Eating at home, in a fast food restaurant, eating a chicken broaster or charcoal-grilled with your hands, eating sushi, pasta, a gourmet cebiche or a cebiche out in the blazing sun, eating the dish of the day or something Chinese, but eating, eating, eating. One thing Peruvians cannot complain about is of not having enough variety when you feel like something to eat. Creole, jungle, highland, Chinese, Arab or Italian or a mixture of everything. They are all equally filling and satisfying.

Long live Creole food.

There is no doubt that the finest dishes on the Peruvian coast are those belonging to the so-called "Creoled cuisine" , made from ingredients native to this region of the country. Certain meats such as chicken and fish are commonly used in this style with seafood tending to predominate.

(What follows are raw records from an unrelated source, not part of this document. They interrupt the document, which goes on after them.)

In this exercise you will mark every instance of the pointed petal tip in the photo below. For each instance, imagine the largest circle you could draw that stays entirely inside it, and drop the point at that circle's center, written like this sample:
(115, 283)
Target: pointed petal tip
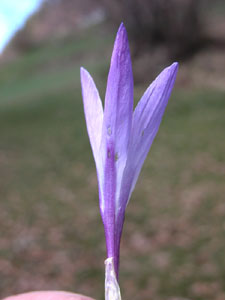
(83, 70)
(174, 67)
(122, 32)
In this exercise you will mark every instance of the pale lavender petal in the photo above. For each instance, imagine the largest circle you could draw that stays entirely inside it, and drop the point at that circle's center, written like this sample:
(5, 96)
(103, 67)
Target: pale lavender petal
(93, 112)
(146, 120)
(119, 104)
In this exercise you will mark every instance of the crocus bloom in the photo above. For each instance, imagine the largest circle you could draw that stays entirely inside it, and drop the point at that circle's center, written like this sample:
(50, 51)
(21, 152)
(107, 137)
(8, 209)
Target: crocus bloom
(120, 138)
(48, 295)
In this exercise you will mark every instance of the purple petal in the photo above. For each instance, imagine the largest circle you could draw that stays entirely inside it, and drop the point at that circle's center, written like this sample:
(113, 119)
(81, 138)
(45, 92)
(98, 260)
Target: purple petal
(115, 136)
(146, 120)
(93, 112)
(119, 104)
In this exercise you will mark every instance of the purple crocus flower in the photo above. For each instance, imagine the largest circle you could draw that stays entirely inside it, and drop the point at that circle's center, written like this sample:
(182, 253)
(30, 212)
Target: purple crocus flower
(120, 138)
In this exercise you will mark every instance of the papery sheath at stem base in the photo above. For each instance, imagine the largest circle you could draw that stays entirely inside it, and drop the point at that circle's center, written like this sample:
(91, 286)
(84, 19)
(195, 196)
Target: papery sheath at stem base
(112, 289)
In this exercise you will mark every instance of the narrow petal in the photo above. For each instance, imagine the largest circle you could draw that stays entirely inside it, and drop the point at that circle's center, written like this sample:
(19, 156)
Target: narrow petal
(93, 112)
(119, 104)
(146, 120)
(115, 137)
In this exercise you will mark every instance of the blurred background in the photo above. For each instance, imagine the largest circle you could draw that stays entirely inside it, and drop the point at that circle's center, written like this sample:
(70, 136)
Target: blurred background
(51, 236)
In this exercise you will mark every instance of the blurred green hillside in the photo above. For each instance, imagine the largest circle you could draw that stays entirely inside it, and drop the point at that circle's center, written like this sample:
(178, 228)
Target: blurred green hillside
(51, 233)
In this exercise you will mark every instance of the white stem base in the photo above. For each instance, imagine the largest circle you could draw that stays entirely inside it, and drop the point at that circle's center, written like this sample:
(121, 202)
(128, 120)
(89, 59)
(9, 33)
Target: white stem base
(112, 289)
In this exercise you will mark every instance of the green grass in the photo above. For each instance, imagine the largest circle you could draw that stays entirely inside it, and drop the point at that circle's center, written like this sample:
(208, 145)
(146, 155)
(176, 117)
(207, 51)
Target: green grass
(51, 232)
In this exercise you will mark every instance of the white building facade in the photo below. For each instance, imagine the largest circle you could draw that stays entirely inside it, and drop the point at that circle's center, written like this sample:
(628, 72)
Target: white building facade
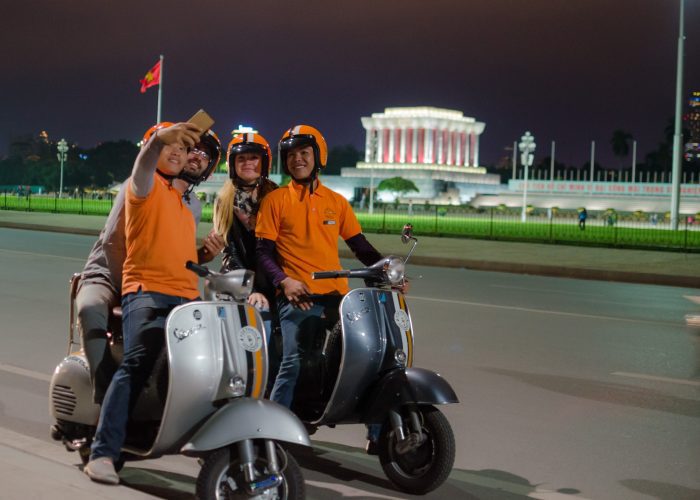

So while you are in Lima you can enjoy steamed rice: arroz tapado, fish 'a la chorrillana', mussels 'a la chalaca' or cream of asparagus soup as a starter, whilst other flavours and recipes come from northerm cities such as Piura, Trujillo and Chiclayo, which are justly famous for their food. You don't have to be an expert chef to appreciate a northern-style seco de cabrito, duck and rice, causa from Chiclayo or the typical espesado which are capable of rivaling the Lord of Sipan as a tourist attraction.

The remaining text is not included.